Is an honest answer too much to expect from your doctor?
Apparently, for some, it is.
Outraged, activists even now entreat the governor not to sign. They include the Alliance of Catholic Health Care, Eagle Forum, the Christian Medical and Dental Association, California ProLife Council, Crusade for Life and (inexplicably) disability rights organizations like California Disability Alliance and the Foundation for Independent Living Centers.
The offending end-of-life option — the one these folks don’t want patients to know about — is a merciful procedure called “palliative sedation.” When pain, breathlessness, diarrhea or other torment becomes unbearable for dying patients, doctors can use powerful drugs to sedate the patient to unconsciousness until death comes.
Palliative sedation is a well-accepted practice in hospice and palliative care environments. Knowing about this option comforts many as they anticipate the last few months or weeks of life. If pain, suffocation or other agony gets too bad, escape into a coma-like state can ease their suffering and spare their family the torture of watching such suffering. People find courage and hope in this knowledge.
Why would a doctor want to withhold knowledge that may bring hope and courage to life’s most difficult struggle? Is it because the Church orders Catholic institutions to strictly observe its “Ethical and Religious Directives for Catholic Health Care Services?” Is it because Directive #61 instructs that a person, “…should not be deprived of consciousness without a compelling reason” and “patients experiencing suffering that cannot be alleviated should be helped to appreciate the Christian understanding of redemptive suffering”?
Fair enough. Never would I intrude in another person’s expression of religious faith and belief. Government should not interfere with those who choose to emulate the passion of Christ on their death bed. But these activists want government to impose their choices on everyone.
The California Catholic Daily called palliative sedation “a morally questionable end-of-life option” as the excuse to keep it secret. There’s no excuse for holding a patient hostage to your own religious and moral code.
One religion simply cannot be allowed to bind everyone in a state, or a nation. Would we tolerate such parochial protection of the moral precepts of other religions?
Would we guard the right of a Christian Scientist to withhold information on antibiotics from a patient asking what can be done for her infection? Would we excuse a doctor who shares the Jehovah’s Witness belief that blood products are immoral and withholds knowledge of transfusions from his patient with a bleeding disorder?
Of course not. We’d call that entrapment, and would not tolerate healthcare professionals who put vulnerable patients at risk of suffering and harm in service to the professional’s own religious and moral beliefs.
But the R2K opponents feel outraged at losing a similar right: The right to entice patients into their healthcare systems with the promise of comprehensive care and then withhold treatment — even withhold information about treatment — that could relieve suffering but is deemed immoral by a religion the patient may not share.
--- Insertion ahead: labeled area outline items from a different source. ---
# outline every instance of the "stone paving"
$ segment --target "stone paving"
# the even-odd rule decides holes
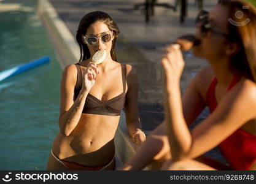
[[[179,22],[179,9],[156,7],[155,15],[145,22],[143,7],[134,5],[142,0],[50,0],[60,18],[75,36],[81,18],[95,10],[107,12],[121,31],[117,44],[117,58],[123,63],[134,66],[138,72],[140,117],[144,129],[152,130],[163,118],[161,70],[159,61],[161,50],[166,44],[184,34],[195,32],[195,18],[198,11],[195,0],[188,0],[188,13],[183,24]],[[158,0],[174,4],[174,0]],[[204,9],[209,9],[217,0],[204,1]],[[188,82],[208,64],[193,57],[185,58],[186,66],[181,81],[182,91]]]

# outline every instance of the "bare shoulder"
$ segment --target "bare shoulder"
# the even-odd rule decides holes
[[[126,74],[128,75],[137,75],[137,70],[131,64],[126,64],[125,67],[126,69]]]
[[[243,79],[234,88],[233,95],[255,104],[256,107],[256,83],[249,79]]]
[[[62,81],[76,84],[77,76],[77,68],[74,64],[68,65],[63,70]]]
[[[201,71],[200,71],[194,77],[196,83],[200,84],[208,84],[211,83],[213,78],[215,76],[215,74],[212,69],[210,66],[208,66]]]
[[[200,95],[205,98],[214,76],[215,74],[212,69],[208,66],[200,71],[192,80],[190,83],[195,86]]]
[[[126,69],[127,80],[137,80],[137,70],[133,66],[128,64],[125,64],[125,67]]]

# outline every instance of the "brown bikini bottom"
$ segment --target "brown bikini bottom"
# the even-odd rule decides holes
[[[71,171],[79,171],[79,170],[91,170],[91,171],[96,171],[96,170],[104,170],[107,167],[109,166],[111,164],[113,163],[113,162],[115,161],[115,157],[113,158],[113,159],[107,164],[105,166],[83,166],[77,163],[71,163],[69,161],[66,161],[64,160],[61,160],[52,151],[52,150],[51,150],[51,154],[52,156],[54,157],[58,162],[60,162],[61,164],[63,164],[64,166],[65,166],[66,168],[67,168],[68,170]]]

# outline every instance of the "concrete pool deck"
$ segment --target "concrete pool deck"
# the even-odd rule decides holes
[[[163,119],[159,64],[163,53],[160,48],[180,35],[195,32],[194,19],[198,10],[194,1],[188,1],[188,15],[182,25],[179,13],[161,7],[157,7],[155,16],[145,23],[141,9],[134,8],[134,5],[142,2],[142,0],[39,0],[38,12],[54,42],[62,67],[79,60],[79,48],[74,37],[79,21],[85,14],[102,10],[113,18],[121,31],[116,47],[117,58],[122,63],[133,65],[138,72],[139,116],[143,129],[149,131]],[[204,7],[209,9],[217,2],[207,1]],[[195,74],[208,65],[206,61],[193,57],[185,58],[185,62],[181,81],[182,91]],[[134,152],[134,145],[126,131],[125,119],[122,113],[116,134],[118,144],[126,145],[118,153],[124,161]]]

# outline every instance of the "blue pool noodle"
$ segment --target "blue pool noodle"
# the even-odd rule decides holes
[[[0,72],[0,82],[16,75],[25,71],[39,66],[41,64],[48,63],[50,61],[49,56],[44,56],[41,58],[30,61],[29,63],[17,66],[9,69]]]

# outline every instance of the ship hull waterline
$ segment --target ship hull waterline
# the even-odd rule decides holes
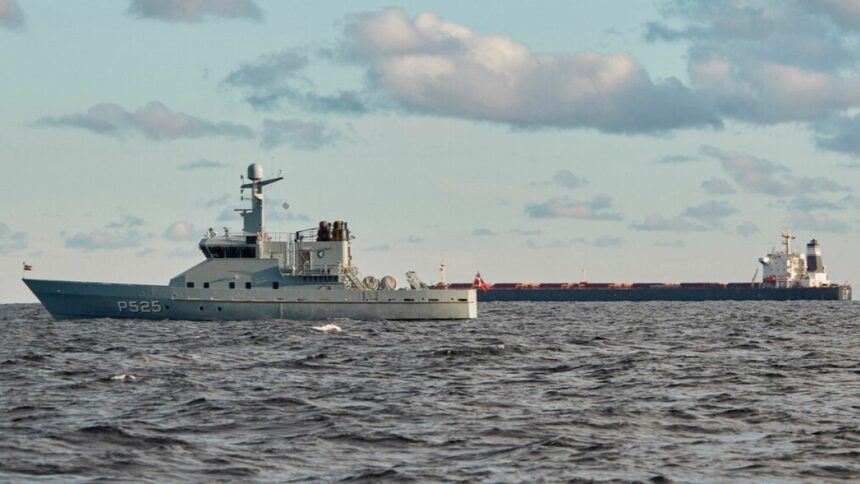
[[[829,287],[658,287],[637,289],[489,289],[479,302],[492,301],[850,301],[851,286]]]
[[[24,279],[55,319],[474,319],[474,290],[191,289]]]

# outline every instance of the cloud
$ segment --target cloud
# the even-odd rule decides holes
[[[143,135],[151,140],[173,140],[220,136],[252,138],[254,131],[247,126],[227,121],[208,121],[173,111],[158,101],[152,101],[135,112],[112,104],[96,104],[86,113],[43,117],[38,126],[79,128],[96,134],[124,138]]]
[[[472,231],[472,235],[477,236],[477,237],[486,237],[486,236],[495,237],[496,235],[499,235],[499,234],[493,232],[492,230],[490,230],[488,228],[476,227],[475,230]]]
[[[291,48],[260,56],[255,62],[241,64],[222,81],[222,85],[245,92],[251,107],[271,111],[287,103],[322,113],[362,114],[368,108],[357,91],[341,90],[320,95],[301,89],[296,83],[313,86],[302,74],[310,63],[307,49]]]
[[[587,179],[574,175],[570,170],[558,170],[552,176],[552,181],[556,185],[571,189],[582,188],[590,183]]]
[[[643,231],[690,232],[714,230],[722,227],[723,220],[738,213],[726,202],[710,201],[701,205],[685,208],[680,214],[666,218],[659,213],[645,217],[645,220],[631,225]]]
[[[759,228],[758,225],[752,222],[744,222],[738,225],[737,232],[744,237],[749,237],[750,235],[759,233]]]
[[[619,247],[623,244],[623,238],[613,237],[611,235],[602,235],[594,240],[594,246],[600,248]]]
[[[702,188],[711,195],[728,195],[737,192],[729,182],[722,178],[708,178],[702,182]]]
[[[645,217],[645,220],[634,223],[630,227],[643,231],[686,232],[692,230],[704,230],[704,227],[701,225],[696,225],[683,217],[665,218],[659,213],[648,215]]]
[[[621,220],[621,214],[611,208],[612,198],[609,195],[597,195],[589,201],[572,200],[564,196],[552,197],[541,203],[527,203],[525,213],[529,218]]]
[[[233,195],[229,193],[222,193],[217,197],[203,200],[202,202],[199,202],[198,205],[205,208],[222,207],[226,205],[231,198],[233,198]]]
[[[153,255],[155,255],[155,254],[157,254],[157,253],[158,253],[158,251],[157,251],[157,250],[153,249],[152,247],[147,247],[147,248],[145,248],[145,249],[142,249],[142,250],[138,251],[138,252],[137,252],[136,254],[134,254],[134,255],[136,255],[136,256],[138,256],[138,257],[150,257],[150,256],[153,256]]]
[[[790,221],[795,229],[813,232],[847,232],[851,229],[847,224],[825,213],[794,212],[791,214]]]
[[[66,239],[69,249],[117,250],[140,246],[143,236],[137,230],[104,231],[95,230],[88,234],[75,234]]]
[[[283,208],[284,202],[276,198],[266,199],[266,220],[284,222],[310,222],[311,218],[303,213]]]
[[[167,257],[174,257],[177,259],[199,259],[200,257],[202,257],[202,254],[199,250],[196,249],[176,248],[168,252]]]
[[[726,217],[738,213],[738,209],[726,202],[710,201],[695,207],[687,207],[681,212],[682,217],[698,220],[709,226],[717,227]]]
[[[120,220],[105,225],[105,228],[109,230],[120,228],[133,228],[140,227],[145,223],[146,222],[142,218],[136,215],[127,214],[123,215]]]
[[[336,144],[340,138],[340,131],[319,122],[267,119],[263,121],[260,146],[273,149],[288,144],[297,150],[318,150]]]
[[[0,223],[0,255],[26,249],[28,245],[26,233],[13,232],[8,225]]]
[[[164,230],[164,238],[167,240],[183,241],[195,240],[198,237],[198,230],[194,228],[191,222],[180,221],[172,223]]]
[[[236,221],[239,221],[240,219],[241,219],[241,217],[239,216],[239,213],[236,212],[234,209],[225,208],[225,209],[221,210],[221,213],[218,214],[218,216],[215,218],[215,221],[216,222],[236,222]]]
[[[354,15],[339,53],[367,69],[369,91],[415,113],[612,133],[721,126],[678,79],[651,79],[628,53],[535,52],[432,13]]]
[[[179,164],[180,170],[209,170],[213,168],[227,168],[230,164],[225,161],[207,160],[201,158],[196,161],[186,161]]]
[[[806,7],[818,10],[846,29],[860,30],[860,3],[855,0],[806,0]]]
[[[797,177],[785,166],[752,155],[722,151],[703,146],[703,155],[720,162],[729,176],[746,191],[773,196],[791,196],[798,193],[851,191],[823,177]]]
[[[246,62],[235,69],[223,83],[235,87],[274,89],[285,79],[301,77],[309,62],[306,49],[291,48],[260,56],[256,62]]]
[[[24,26],[24,12],[16,0],[0,0],[0,27],[20,29]]]
[[[683,240],[680,240],[680,239],[658,240],[657,242],[654,242],[654,246],[655,247],[668,247],[668,248],[672,248],[672,249],[683,249],[684,247],[687,246],[687,243],[684,242]]]
[[[847,198],[847,197],[846,197]],[[853,199],[853,197],[851,197]],[[810,210],[838,210],[844,208],[841,204],[830,202],[817,197],[810,197],[806,194],[800,194],[788,201],[789,211],[805,211]]]
[[[128,13],[169,22],[200,22],[207,17],[263,19],[252,0],[131,0]]]
[[[677,165],[682,163],[693,163],[696,161],[702,161],[702,158],[690,155],[666,155],[658,158],[654,163],[660,165]]]
[[[692,89],[723,117],[760,124],[816,120],[860,106],[860,81],[851,73],[857,36],[840,27],[856,7],[840,5],[848,4],[668,0],[661,13],[681,26],[652,22],[646,39],[689,45]]]

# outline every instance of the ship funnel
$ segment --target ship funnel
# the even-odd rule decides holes
[[[806,272],[824,272],[824,263],[821,261],[821,246],[815,239],[806,244]]]

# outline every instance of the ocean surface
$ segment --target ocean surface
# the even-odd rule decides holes
[[[2,305],[0,481],[860,479],[860,304],[479,311],[57,322]]]

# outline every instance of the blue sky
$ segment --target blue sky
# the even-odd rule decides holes
[[[0,301],[166,283],[250,162],[366,274],[744,281],[791,227],[856,279],[849,0],[0,0]],[[288,202],[290,209],[276,208]]]

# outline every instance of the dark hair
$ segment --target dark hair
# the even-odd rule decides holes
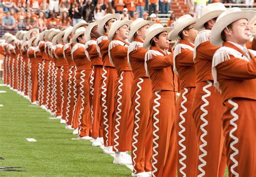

Really, sirs, have you no decency?
Thank you, Governor, for signing a bill that promotes both good end-of-life care and religious freedom, all at once.
Barbara Coombs Lee, is President of Compassion & Choices, a nonprofit organization dedicated to improving care and expanding choice at the end of life. As a national organization with over 60 local affiliates and 30,000 members, we help patients and their loved ones face the end of life with calm facts and choices of action during a difficult time. We also aggressively pursue legal reform to promote pain care, put teeth in advance directives and legalize physician aid in dying.